Surto de chikungunya atinge aldeias indígenas em Dourados enquanto Campo Grande segue sem casos em 2026

As aldeias indígenas de Dourados enfrentam uma epidemia de chikungunya, com a confirmação da morte de uma mulher no município. O avanço da doença ocorre em meio a um aumento histórico de casos em Mato Grosso do Sul, que lidera a incidência da enfermidade no Brasil em 2026.

De acordo com dados do Ministério da Saúde, nas nove primeiras semanas epidemiológicas do ano o Estado já registrou 2.383 casos prováveis da doença. No mesmo período de 2025, eram 959 ocorrências, o que representa um aumento de 148,5%.

Epidemia em aldeias indígenas

A situação é considerada crítica na reserva indígena de Dourados. O Hospital da Missão Evangélica Caiuá está superlotado devido ao surto da doença entre os moradores das aldeias.

Somente em 2026, Dourados já contabiliza 417 casos prováveis de chikungunya. Para efeito de comparação, ao longo de todo o ano de 2025 foram 184 registros. Em menos de dois meses e meio, o número atual já é 55% maior que o total do ano passado.

Campo Grande ainda não tem casos

Em Campo Grande, o cenário é diferente. Até o momento, a capital sul-mato-grossense não registrou casos confirmados de chikungunya em 2026.

Mesmo assim, a Secretaria Municipal de Saúde de Campo Grande (Sesau) mantém o município em estado de atenção e vigilância epidemiológica. Em 2025, a cidade teve 277 casos confirmados, o que mantém a doença sob monitoramento para evitar novos surtos.

Dengue também preocupa

Além da chikungunya, a dengue também apresenta avanço na capital.

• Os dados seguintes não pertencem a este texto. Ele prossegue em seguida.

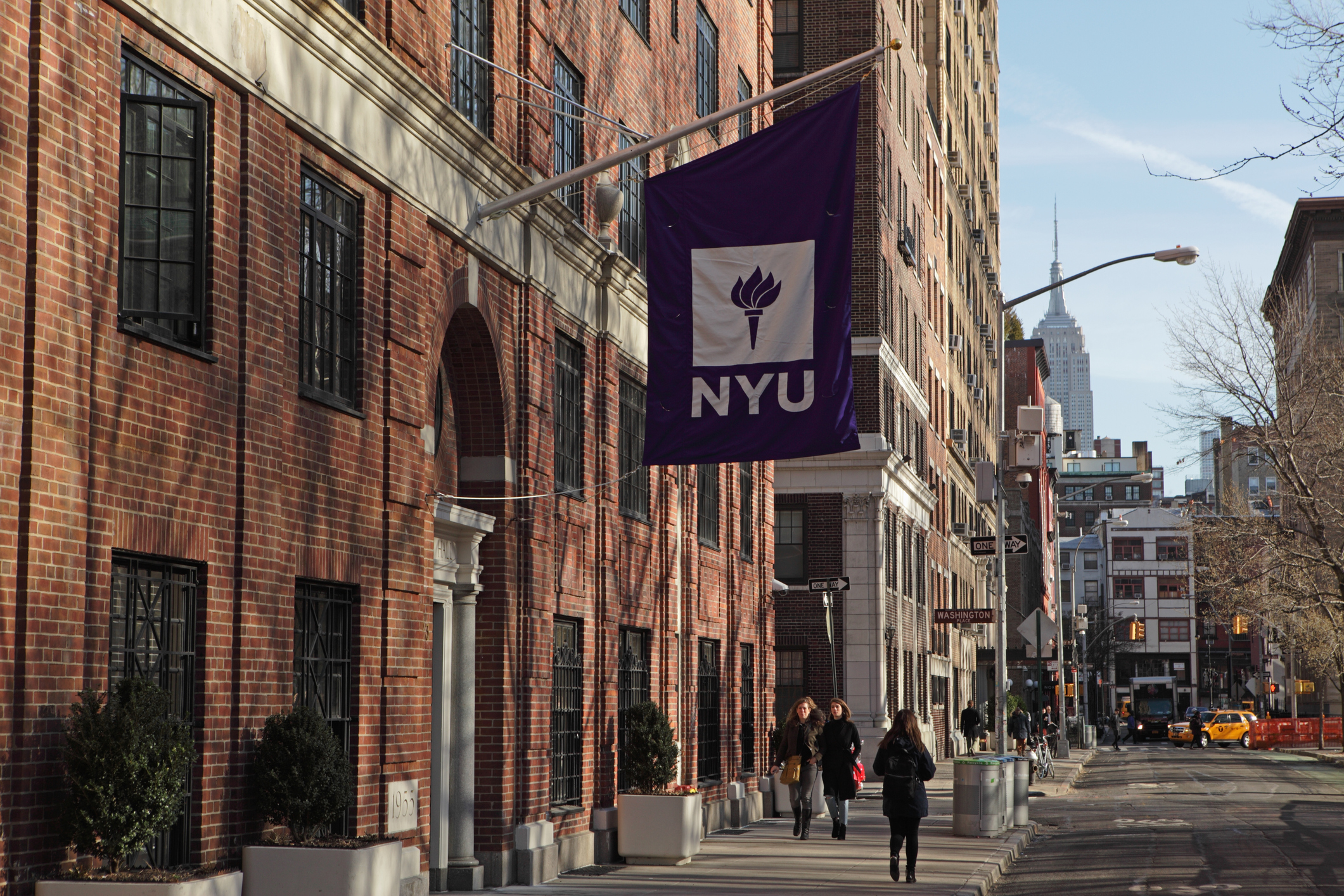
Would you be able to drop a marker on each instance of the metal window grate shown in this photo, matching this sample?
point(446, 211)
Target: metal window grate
point(707, 712)
point(637, 11)
point(635, 476)
point(323, 653)
point(472, 79)
point(634, 227)
point(327, 289)
point(568, 131)
point(566, 716)
point(706, 66)
point(569, 414)
point(746, 509)
point(707, 502)
point(163, 205)
point(748, 707)
point(632, 689)
point(152, 634)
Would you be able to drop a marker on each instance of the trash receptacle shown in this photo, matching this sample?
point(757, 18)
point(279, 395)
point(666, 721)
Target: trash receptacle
point(976, 798)
point(1020, 788)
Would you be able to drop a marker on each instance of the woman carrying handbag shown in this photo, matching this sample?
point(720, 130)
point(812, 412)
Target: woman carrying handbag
point(905, 765)
point(798, 753)
point(838, 757)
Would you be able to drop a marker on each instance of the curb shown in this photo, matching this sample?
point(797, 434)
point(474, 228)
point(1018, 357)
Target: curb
point(992, 868)
point(1331, 759)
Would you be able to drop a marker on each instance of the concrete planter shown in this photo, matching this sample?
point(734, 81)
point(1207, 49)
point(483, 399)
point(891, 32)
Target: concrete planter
point(290, 871)
point(230, 884)
point(658, 831)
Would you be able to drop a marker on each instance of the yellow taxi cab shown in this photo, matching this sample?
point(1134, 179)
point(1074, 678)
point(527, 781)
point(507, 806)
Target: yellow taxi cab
point(1179, 733)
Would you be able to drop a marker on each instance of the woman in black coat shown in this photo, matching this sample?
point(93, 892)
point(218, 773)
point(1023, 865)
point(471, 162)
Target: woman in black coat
point(905, 766)
point(838, 758)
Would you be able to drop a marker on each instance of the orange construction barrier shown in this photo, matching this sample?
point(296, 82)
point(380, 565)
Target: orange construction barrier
point(1268, 734)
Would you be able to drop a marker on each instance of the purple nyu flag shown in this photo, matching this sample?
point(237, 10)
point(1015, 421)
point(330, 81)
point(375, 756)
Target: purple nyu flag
point(749, 296)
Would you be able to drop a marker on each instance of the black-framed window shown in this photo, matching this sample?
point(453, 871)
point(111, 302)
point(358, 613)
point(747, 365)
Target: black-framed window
point(632, 689)
point(634, 229)
point(163, 206)
point(569, 414)
point(323, 633)
point(707, 754)
point(707, 502)
point(706, 66)
point(788, 35)
point(748, 707)
point(568, 131)
point(637, 13)
point(791, 556)
point(566, 715)
point(791, 680)
point(743, 117)
point(471, 77)
point(327, 269)
point(635, 476)
point(152, 634)
point(746, 511)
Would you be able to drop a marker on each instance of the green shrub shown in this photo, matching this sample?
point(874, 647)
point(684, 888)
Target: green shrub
point(651, 748)
point(303, 776)
point(127, 765)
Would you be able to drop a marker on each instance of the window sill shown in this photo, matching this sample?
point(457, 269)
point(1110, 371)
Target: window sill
point(323, 398)
point(159, 339)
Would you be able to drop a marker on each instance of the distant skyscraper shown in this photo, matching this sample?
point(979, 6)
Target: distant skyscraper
point(1070, 366)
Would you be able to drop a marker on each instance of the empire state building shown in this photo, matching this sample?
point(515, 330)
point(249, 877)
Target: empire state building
point(1070, 366)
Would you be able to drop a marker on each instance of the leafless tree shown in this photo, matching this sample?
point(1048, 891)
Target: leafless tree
point(1274, 366)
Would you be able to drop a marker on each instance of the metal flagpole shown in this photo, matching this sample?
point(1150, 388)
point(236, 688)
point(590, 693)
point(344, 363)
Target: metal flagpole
point(497, 207)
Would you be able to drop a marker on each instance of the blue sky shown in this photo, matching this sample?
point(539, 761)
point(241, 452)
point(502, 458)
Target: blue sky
point(1087, 92)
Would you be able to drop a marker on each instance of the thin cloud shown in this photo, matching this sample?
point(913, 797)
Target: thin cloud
point(1254, 200)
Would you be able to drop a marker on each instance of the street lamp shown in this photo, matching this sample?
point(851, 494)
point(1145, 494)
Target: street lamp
point(1182, 255)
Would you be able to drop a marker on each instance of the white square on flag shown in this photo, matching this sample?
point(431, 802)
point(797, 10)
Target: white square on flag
point(779, 301)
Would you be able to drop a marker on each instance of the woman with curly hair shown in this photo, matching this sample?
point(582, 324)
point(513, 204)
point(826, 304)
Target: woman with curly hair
point(905, 765)
point(802, 739)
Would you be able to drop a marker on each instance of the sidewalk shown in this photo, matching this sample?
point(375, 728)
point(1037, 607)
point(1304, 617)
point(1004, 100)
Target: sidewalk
point(765, 857)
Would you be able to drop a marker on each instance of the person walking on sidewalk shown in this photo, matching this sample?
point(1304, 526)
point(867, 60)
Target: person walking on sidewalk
point(904, 765)
point(971, 726)
point(802, 742)
point(1019, 729)
point(842, 748)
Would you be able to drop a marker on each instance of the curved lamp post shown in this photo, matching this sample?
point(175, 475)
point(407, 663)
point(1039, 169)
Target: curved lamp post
point(1182, 255)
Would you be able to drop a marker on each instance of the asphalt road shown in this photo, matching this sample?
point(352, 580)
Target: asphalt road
point(1159, 819)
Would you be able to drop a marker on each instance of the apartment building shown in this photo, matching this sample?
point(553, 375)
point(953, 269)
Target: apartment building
point(890, 516)
point(276, 397)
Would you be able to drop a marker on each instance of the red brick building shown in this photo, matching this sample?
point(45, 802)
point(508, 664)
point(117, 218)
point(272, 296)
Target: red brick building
point(250, 332)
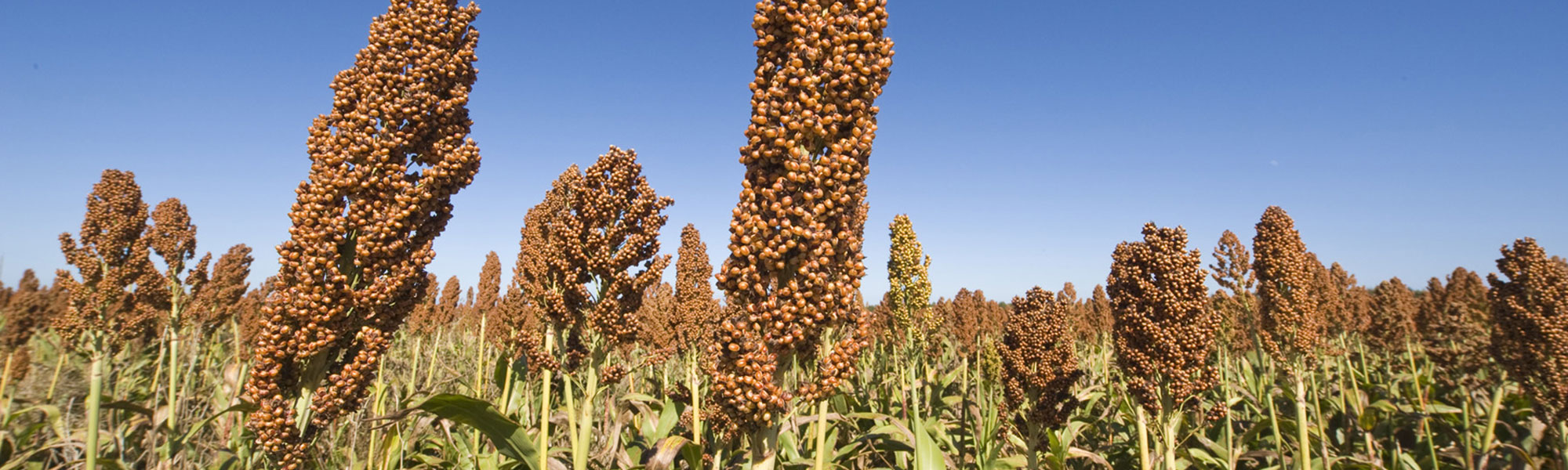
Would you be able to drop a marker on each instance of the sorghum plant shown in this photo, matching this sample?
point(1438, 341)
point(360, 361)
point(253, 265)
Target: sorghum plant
point(1291, 327)
point(383, 168)
point(220, 295)
point(1164, 327)
point(910, 284)
point(449, 305)
point(796, 239)
point(695, 303)
point(970, 319)
point(1233, 272)
point(117, 292)
point(1530, 311)
point(1354, 303)
point(1288, 311)
point(578, 267)
point(1098, 319)
point(488, 297)
point(1456, 328)
point(26, 311)
point(1393, 325)
point(658, 319)
point(1039, 367)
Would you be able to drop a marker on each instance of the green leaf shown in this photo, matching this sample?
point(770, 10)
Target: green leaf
point(509, 438)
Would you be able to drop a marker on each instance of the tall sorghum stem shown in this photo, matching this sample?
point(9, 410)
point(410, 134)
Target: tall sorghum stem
point(1144, 439)
point(545, 405)
point(1304, 441)
point(95, 400)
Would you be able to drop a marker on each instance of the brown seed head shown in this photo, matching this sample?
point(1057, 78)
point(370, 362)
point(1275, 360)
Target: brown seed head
point(581, 253)
point(1530, 313)
point(1164, 327)
point(1457, 330)
point(970, 319)
point(796, 239)
point(1235, 302)
point(385, 165)
point(1290, 325)
point(695, 303)
point(117, 289)
point(1039, 366)
point(1393, 324)
point(216, 300)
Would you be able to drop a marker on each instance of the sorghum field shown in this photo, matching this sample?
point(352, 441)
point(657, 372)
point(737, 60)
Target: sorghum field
point(150, 355)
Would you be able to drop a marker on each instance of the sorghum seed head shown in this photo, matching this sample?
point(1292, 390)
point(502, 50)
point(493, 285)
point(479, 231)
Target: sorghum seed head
point(1164, 327)
point(385, 165)
point(1530, 313)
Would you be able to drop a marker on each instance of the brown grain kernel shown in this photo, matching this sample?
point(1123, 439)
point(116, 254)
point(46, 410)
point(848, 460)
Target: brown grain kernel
point(385, 165)
point(1164, 327)
point(1530, 313)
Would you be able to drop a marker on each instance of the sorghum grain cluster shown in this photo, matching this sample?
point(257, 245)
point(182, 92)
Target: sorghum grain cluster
point(385, 165)
point(1164, 327)
point(796, 258)
point(1530, 313)
point(1290, 325)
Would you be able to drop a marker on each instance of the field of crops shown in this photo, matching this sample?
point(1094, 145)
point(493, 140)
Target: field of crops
point(1247, 355)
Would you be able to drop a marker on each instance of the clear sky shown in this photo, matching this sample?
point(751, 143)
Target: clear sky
point(1023, 139)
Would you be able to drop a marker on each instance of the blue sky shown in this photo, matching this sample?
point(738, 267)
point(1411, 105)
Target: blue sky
point(1023, 139)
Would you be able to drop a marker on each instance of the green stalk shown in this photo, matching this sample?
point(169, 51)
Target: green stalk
point(1144, 439)
point(1492, 421)
point(1172, 424)
point(822, 436)
point(697, 405)
point(5, 377)
point(581, 446)
point(60, 363)
point(1274, 424)
point(1421, 399)
point(95, 400)
point(1305, 446)
point(545, 405)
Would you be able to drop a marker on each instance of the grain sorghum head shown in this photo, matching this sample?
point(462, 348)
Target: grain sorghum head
point(695, 303)
point(1039, 366)
point(971, 319)
point(1235, 302)
point(26, 313)
point(1164, 327)
point(910, 283)
point(383, 168)
point(1290, 324)
point(485, 303)
point(173, 236)
point(658, 319)
point(217, 298)
point(1456, 328)
point(117, 287)
point(1393, 324)
point(1530, 314)
point(796, 239)
point(448, 306)
point(579, 251)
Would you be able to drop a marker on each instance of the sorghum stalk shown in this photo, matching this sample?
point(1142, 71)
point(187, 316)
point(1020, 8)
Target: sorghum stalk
point(385, 165)
point(1291, 328)
point(796, 237)
point(576, 266)
point(1164, 327)
point(1530, 313)
point(118, 289)
point(173, 239)
point(1039, 366)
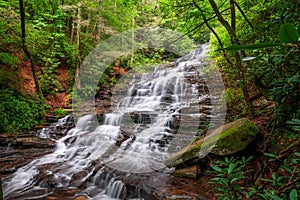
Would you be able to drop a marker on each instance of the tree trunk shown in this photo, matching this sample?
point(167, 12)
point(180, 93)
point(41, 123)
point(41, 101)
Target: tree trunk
point(1, 193)
point(24, 47)
point(132, 35)
point(78, 58)
point(231, 29)
point(73, 28)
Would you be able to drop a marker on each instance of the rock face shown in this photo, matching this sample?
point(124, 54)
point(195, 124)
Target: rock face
point(228, 139)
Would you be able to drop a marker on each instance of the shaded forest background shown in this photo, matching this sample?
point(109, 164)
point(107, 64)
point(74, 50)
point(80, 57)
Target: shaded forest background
point(255, 44)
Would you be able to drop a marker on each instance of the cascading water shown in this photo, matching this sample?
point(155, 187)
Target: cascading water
point(129, 148)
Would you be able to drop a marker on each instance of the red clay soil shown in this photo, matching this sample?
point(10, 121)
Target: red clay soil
point(28, 86)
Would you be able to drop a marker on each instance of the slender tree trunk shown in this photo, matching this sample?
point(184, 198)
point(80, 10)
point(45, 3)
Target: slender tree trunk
point(24, 47)
point(78, 58)
point(231, 29)
point(132, 35)
point(73, 28)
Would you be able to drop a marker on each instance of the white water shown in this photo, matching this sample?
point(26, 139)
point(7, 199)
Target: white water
point(161, 94)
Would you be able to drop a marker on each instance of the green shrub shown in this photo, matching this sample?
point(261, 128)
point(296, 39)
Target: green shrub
point(59, 112)
point(19, 113)
point(7, 58)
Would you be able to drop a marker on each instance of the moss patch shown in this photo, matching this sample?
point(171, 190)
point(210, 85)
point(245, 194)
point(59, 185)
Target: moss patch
point(225, 140)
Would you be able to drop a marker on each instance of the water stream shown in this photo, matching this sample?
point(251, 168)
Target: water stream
point(123, 157)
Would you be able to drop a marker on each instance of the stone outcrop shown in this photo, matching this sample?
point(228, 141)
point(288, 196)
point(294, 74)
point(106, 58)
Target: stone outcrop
point(225, 140)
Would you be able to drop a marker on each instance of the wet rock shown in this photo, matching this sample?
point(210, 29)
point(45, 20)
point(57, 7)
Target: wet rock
point(228, 139)
point(34, 141)
point(1, 193)
point(189, 172)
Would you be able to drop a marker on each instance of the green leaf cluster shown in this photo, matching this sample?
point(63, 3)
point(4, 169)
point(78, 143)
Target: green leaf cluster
point(19, 113)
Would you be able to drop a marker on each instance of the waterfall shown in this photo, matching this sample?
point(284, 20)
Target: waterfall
point(157, 115)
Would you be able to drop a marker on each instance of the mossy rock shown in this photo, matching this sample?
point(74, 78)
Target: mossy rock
point(1, 193)
point(225, 140)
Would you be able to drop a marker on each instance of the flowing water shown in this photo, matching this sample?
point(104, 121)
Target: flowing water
point(123, 158)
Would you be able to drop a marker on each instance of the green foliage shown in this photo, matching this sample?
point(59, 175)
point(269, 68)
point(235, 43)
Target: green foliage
point(19, 113)
point(229, 172)
point(7, 58)
point(288, 33)
point(8, 79)
point(59, 112)
point(231, 179)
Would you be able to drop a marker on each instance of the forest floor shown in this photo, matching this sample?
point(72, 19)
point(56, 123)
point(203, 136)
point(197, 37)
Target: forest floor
point(58, 100)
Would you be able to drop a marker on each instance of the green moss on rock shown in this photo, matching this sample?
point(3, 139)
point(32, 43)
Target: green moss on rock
point(225, 140)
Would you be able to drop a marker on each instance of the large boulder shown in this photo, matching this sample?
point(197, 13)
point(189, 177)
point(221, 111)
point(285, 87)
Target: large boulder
point(34, 142)
point(225, 140)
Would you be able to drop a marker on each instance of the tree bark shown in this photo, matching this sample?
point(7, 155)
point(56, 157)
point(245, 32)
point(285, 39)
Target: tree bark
point(231, 29)
point(78, 58)
point(73, 29)
point(24, 47)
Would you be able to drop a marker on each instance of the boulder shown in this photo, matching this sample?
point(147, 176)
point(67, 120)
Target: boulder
point(189, 172)
point(225, 140)
point(34, 142)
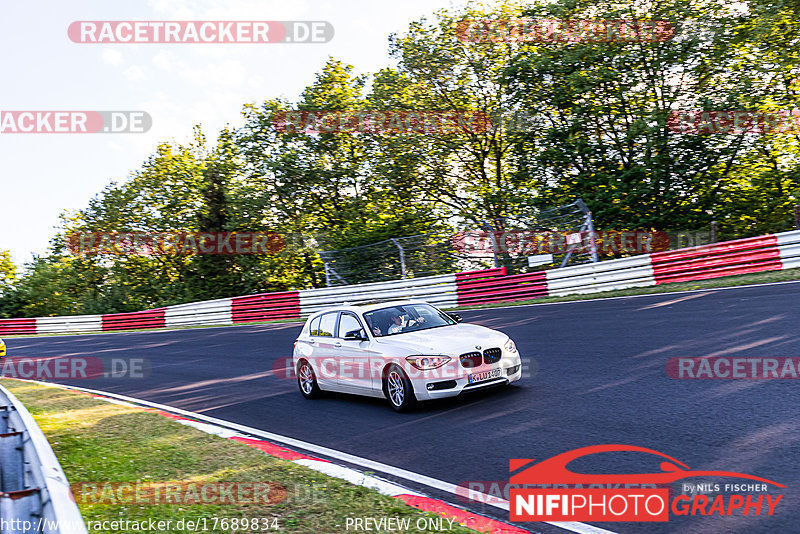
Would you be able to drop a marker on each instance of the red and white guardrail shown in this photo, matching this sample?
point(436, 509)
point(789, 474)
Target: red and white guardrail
point(751, 255)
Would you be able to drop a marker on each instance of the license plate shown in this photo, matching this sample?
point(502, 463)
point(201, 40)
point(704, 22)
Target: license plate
point(486, 375)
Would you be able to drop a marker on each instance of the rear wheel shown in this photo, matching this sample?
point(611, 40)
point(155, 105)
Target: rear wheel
point(398, 390)
point(307, 381)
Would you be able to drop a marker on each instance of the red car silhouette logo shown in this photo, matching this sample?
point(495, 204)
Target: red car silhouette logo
point(554, 470)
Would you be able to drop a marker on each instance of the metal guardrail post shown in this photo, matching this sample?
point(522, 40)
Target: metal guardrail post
point(402, 257)
point(489, 228)
point(33, 487)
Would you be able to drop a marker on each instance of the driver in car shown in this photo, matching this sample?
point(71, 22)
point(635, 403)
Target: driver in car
point(401, 322)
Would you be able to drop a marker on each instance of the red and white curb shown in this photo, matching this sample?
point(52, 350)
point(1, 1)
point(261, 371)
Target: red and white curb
point(244, 435)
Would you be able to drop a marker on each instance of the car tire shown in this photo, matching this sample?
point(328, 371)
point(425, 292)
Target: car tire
point(398, 390)
point(307, 381)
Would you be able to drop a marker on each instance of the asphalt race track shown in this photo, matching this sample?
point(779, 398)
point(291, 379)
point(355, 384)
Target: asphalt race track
point(601, 379)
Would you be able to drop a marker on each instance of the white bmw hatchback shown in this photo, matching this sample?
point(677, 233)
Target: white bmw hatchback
point(405, 351)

Desde o início do ano, Campo Grande registrou 238 notificações, embora não haja casos graves ou mortes suspeitas, segundo o Centro de Informações Estratégicas em Vigilância em Saúde (Cievs).

Os bairros Chácara dos Poderes, Itanhangá, Veraneio, Centenário e Santo Antônio apresentam risco muito alto de transmissão das doenças relacionadas ao mosquito Aedes aegypti.

Do total de atendimentos, 12 pacientes foram assistidos na atenção básica e 120 procuraram unidades de urgência com sintomas da doença.

Apesar do avanço da chikungunya em Mato Grosso do Sul, Campo Grande também não registrou casos de zika neste ano.

Medidas de prevenção

A Sesau afirma que continua intensificando ações de combate ao mosquito, com visitas de agentes de endemias, fiscalização de pontos estratégicos, aplicação de fumacê e campanhas educativas, além da ação Meu Bairro Limpo, encerrada em fevereiro.

A principal forma de prevenção continua sendo eliminar locais com água parada, que servem de criadouros do mosquito.

Entre as recomendações estão:

Manter caixas d’água bem fechadas

Evitar água acumulada em calhas, pneus, garrafas e vasos de plantas

Limpar quintais e ralos externos regularmente

Descartar corretamente lixo e materiais que possam acumular água

Procurar uma unidade de saúde ao apresentar sintomas como febre, dor no corpo, dor atrás dos olhos ou manchas na pele.